As a kid, I always wondered why everybody called my dad “Rusty”. Unlike my older brother and me, he didn’t have red hair. He wasn’t old and creaky. It wasn’t until many years later that I discovered they called Dad “Rusty” because his jokes were so old.
Looking back, I don’t think Dad told the same jokes over and over because he didn’t know any other ones. He just had his favorites and enjoyed hearing himself tell them.
These days, “dad jokes” are a thing. We all pretend to hate them. We groan and cringe and beg them to stop. But deep down, we love them and we can’t help but tell them to others.
Recently, Fort Dodge realtor, Keenan Schuur published a book of dad jokes appropriately entitled, “My Dad’s Jokes”. “Originally,” he explained to KCRG, “it was something I was just going to do for the kids. Get one or two copies made for them. And I thought, ‘You know, let’s just see where it can go.’” The 28-page book is now available on Amazon for $13.95 and is currently ranked number 31,777 in popularity. But don’t let its low ranking fool you. The jokes really are that bad—which, being dad jokes, means “good”. For example, “What do you call a fish without an eye?” “A fsh.” (Hurts, doesn’t it?)
Okay, here’s another one. “Why was the math book sad?” “Because it was full of problems.” (You only have yourself to blame. Nobody’s making you read this.)
A quick check on the Internet turns up thousands of dad jokes. So here goes:
“Why do you never see elephants hiding in trees?” “Because they’re so good at it.”
“What do you call a dog that can do magic?” “A Labracadabrador.”
“I asked my dog what’s two minus two? He said nothing.”
“What did the janitor say when he jumped out of the closet?” “Supplies!”

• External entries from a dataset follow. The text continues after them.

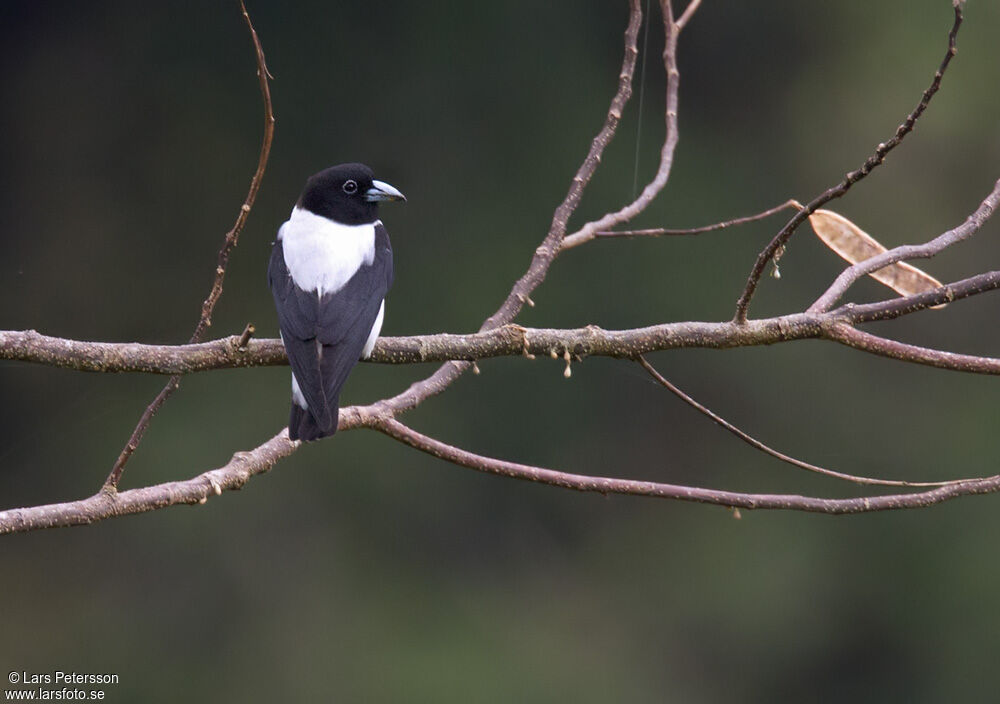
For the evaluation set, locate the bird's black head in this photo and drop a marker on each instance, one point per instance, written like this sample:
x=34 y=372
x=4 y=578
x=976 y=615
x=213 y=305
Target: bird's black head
x=346 y=193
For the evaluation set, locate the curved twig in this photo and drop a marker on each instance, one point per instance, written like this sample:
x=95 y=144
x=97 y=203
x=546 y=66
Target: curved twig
x=779 y=241
x=228 y=244
x=967 y=229
x=729 y=499
x=788 y=459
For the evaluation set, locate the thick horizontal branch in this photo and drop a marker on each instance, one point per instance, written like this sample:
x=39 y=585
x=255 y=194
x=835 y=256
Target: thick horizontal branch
x=507 y=340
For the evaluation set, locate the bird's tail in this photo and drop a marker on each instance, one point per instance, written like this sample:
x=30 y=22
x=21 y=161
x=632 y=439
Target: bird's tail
x=302 y=425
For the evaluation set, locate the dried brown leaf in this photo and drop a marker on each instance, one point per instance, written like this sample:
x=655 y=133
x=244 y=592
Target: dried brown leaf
x=855 y=245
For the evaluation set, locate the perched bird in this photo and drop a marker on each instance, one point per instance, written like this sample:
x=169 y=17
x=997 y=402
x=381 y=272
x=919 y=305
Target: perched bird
x=330 y=270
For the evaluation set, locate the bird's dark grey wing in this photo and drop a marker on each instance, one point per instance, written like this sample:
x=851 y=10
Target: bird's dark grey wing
x=298 y=312
x=346 y=317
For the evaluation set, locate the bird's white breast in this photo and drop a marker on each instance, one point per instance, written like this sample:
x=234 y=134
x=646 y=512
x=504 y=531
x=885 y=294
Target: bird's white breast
x=322 y=255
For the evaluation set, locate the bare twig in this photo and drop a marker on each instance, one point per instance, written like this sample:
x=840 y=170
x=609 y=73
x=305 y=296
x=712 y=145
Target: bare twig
x=743 y=304
x=663 y=231
x=903 y=352
x=229 y=243
x=967 y=229
x=757 y=444
x=653 y=188
x=546 y=252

Patron: “Where are the books on paranoia?” Librarian: “THEY’RE RIGHT BEHIND YOU!”
“Why do seagulls fly over the ocean?” “Because if they flew over the bay, we’d call them bagels.”
“Do you wanna box for your leftovers?” “No, but I’ll wrestle you for them.”
“What do you call cheese that doesn’t belong to you?” “Nacho cheese.”
“In a freak accident, a photographer was killed when a huge lump of cheddar landed on him. To be fair, the people he was photographing did try to warn him.”
“Did you remember to put the cat out?” “I didn’t know it was on fire.”
“I only know 25 letters of the alphabet. I don’t know Y.”
“What is the invention that allows you to see through walls?” “Windows.”
“Why can’t a nose be 12 inches long? Because then it would be a foot.”
“What do you call somebody with no body and no nose?” “Nobody knows.”
(Had enough?) Sure, dad jokes are juvenile, corny, unoriginal, often predictable and sometimes not even remotely funny. But they are a great equalizer. For a brief moment, dad jokes can turn anyone who hears them into a nine-year-old. (Okay, just one more.)
“My dentist offered me dentures for only one dollar. It sounded like a good deal at the time. But now I have buck teeth.”